Obiettivo è evitare gli eccessivi spostamenti – la Campania è peraltro zona rossa per alto numero di contagi  Covid-19  – e che il virus possa attaccare nuovamente gli anziani, che di solito sono oggetto delle visite dei parenti nelle ‘feste comandate'.

Dunque, cosa si può fare e cosa non si può fare in Zona rossa  dal 3 al 5 aprile? Anzitutto resta in vigore il coprifuoco dalle ore 22 alle ore  5, salvo motivi di lavoro, di salute o urgenze. È necessaria  l'autocertificazione. Le sanzioni sono quelle già previste dalla legge: multe da 400 eurov

In Campania 3, 4 e 5 aprile 2021, è permesso spostarsi verso una sola abitazione privata abitata, per una volta al giorno e un lasso di tempo che va tra le ore 5 e le 22. Ci si può spostare al massimo in 2 persone ulteriori rispetto a quelle ivi già conviventi, oltre ai minori di anni 14 sui quali tali persone esercitino la responsabilità genitoriale e alle persone con disabilità o non autosufficienti conviventi. Molti comuni fra cui Napoli e Salerno hanno intensificato i controlli e chiuso porzioni di città al traffico per evitare assembramenti.

È  vietato ogni spostamento in entrata e in uscita dal territorio regionale è vietato ogni ulteriore spostamento all'interno del territorio, salvo che per comprovate esigenze lavorative o situazioni di necessità ovvero per motivi di salute. È sempre consentito il rientro presso il proprio domicilio, abitazione o residenza abituale.

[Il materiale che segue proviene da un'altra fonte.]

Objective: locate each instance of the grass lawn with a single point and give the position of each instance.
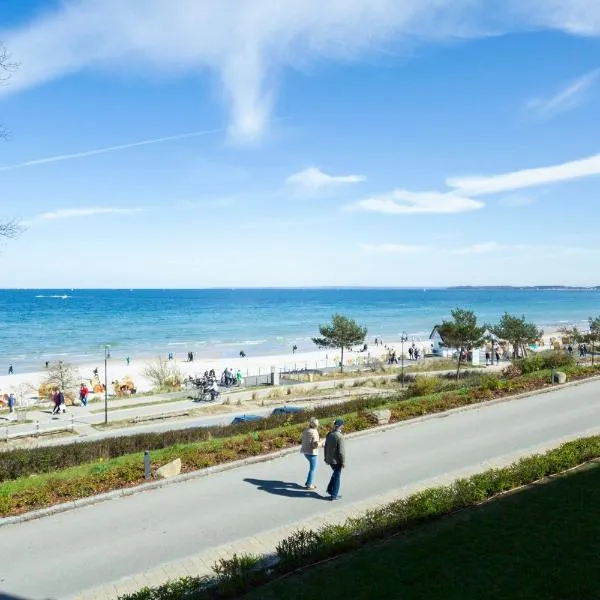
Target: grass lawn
(542, 542)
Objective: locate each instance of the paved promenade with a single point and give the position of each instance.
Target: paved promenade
(117, 546)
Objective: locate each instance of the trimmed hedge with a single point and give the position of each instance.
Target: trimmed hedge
(47, 459)
(305, 547)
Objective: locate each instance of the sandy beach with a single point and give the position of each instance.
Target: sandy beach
(25, 385)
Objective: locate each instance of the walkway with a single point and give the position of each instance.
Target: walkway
(119, 545)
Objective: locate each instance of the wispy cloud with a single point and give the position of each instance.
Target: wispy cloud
(461, 198)
(247, 44)
(394, 248)
(516, 200)
(539, 251)
(402, 202)
(107, 149)
(314, 180)
(71, 213)
(517, 180)
(484, 248)
(567, 99)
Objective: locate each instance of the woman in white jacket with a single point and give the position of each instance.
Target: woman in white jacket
(310, 449)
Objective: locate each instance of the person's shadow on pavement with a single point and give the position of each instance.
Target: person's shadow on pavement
(283, 488)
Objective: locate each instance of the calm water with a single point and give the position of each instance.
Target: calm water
(39, 325)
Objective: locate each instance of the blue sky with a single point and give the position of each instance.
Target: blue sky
(375, 143)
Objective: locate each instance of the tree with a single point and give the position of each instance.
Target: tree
(518, 332)
(6, 68)
(11, 228)
(342, 333)
(593, 337)
(462, 333)
(64, 376)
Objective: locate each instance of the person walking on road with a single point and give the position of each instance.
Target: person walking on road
(310, 445)
(335, 457)
(83, 394)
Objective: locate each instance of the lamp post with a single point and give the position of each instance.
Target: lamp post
(106, 357)
(403, 338)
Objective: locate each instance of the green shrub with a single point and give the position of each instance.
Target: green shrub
(304, 546)
(423, 385)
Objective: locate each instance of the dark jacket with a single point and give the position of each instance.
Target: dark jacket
(334, 449)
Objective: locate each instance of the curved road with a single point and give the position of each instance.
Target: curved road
(62, 555)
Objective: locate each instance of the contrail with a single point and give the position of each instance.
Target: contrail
(170, 138)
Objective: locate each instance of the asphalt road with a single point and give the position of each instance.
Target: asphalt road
(58, 556)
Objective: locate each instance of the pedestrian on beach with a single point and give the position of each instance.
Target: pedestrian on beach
(310, 449)
(83, 394)
(12, 401)
(335, 457)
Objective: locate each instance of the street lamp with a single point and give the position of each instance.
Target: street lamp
(403, 338)
(106, 357)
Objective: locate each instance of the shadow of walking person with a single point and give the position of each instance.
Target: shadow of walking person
(284, 488)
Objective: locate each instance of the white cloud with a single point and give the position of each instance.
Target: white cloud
(248, 43)
(314, 179)
(484, 248)
(482, 185)
(515, 200)
(539, 251)
(567, 99)
(107, 149)
(71, 213)
(403, 202)
(393, 248)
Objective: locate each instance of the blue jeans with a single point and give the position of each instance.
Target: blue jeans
(312, 461)
(333, 489)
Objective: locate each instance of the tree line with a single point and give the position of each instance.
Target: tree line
(462, 331)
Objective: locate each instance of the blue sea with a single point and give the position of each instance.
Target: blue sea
(75, 325)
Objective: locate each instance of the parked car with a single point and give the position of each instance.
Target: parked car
(245, 419)
(287, 410)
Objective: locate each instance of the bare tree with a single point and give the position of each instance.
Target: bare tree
(6, 68)
(11, 228)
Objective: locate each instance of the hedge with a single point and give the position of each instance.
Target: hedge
(21, 462)
(305, 547)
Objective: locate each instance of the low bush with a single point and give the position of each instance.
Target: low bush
(305, 547)
(26, 461)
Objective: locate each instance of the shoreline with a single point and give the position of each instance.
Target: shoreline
(25, 384)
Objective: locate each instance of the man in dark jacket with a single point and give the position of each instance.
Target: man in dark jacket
(335, 457)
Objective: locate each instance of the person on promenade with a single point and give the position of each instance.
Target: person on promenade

Gli appassionati di jogging sappiano che è possibile svolgere attività motoria solo in prossimità della propria abitazione.

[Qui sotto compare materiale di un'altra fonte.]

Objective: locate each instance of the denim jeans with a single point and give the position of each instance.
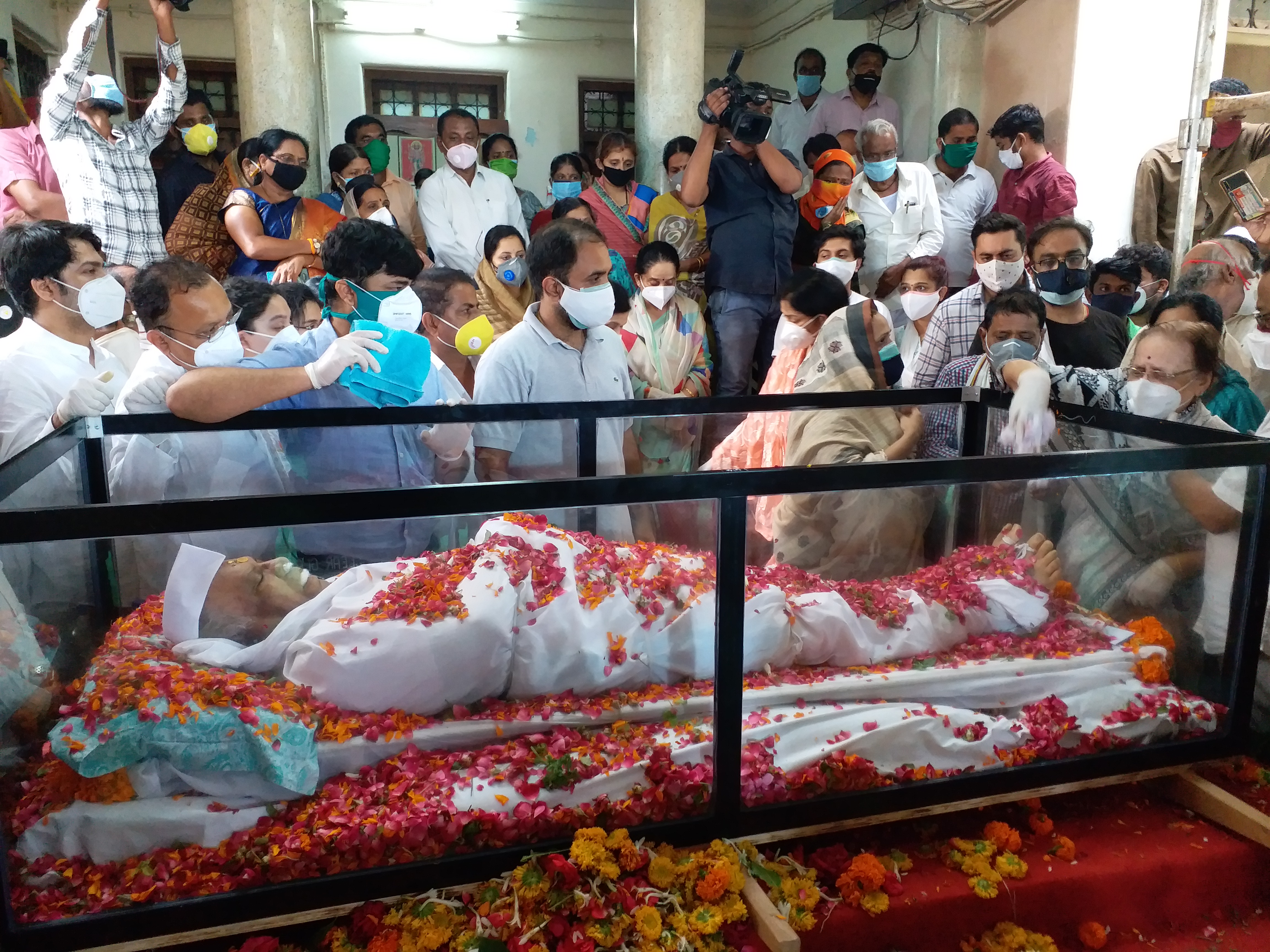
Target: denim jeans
(746, 327)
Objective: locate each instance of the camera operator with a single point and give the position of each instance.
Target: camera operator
(751, 216)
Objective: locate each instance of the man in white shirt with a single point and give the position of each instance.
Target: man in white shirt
(53, 372)
(464, 200)
(793, 121)
(900, 209)
(966, 192)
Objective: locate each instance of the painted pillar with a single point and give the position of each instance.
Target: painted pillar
(277, 74)
(670, 63)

Per quel che riguarda le Messe di Pasqua, ci si reca alla funzione religiosa alla chiesa vicino casa, pronti ad autocertificare lo spostamento. I sacerdoti sono tenuti – nell'ambito di protocolli stabiliti già un anno fa-  al numero limitato in chiesa a obbligo di mascherina e distanza di sicurezza fra le panche.  Per i riti di Pasqua, la Cei ha invitato i fedeli a partecipare alla celebrazione in presenza nel rispetto delle norme anti contagio, ricordando che molte messe sono in  streaming.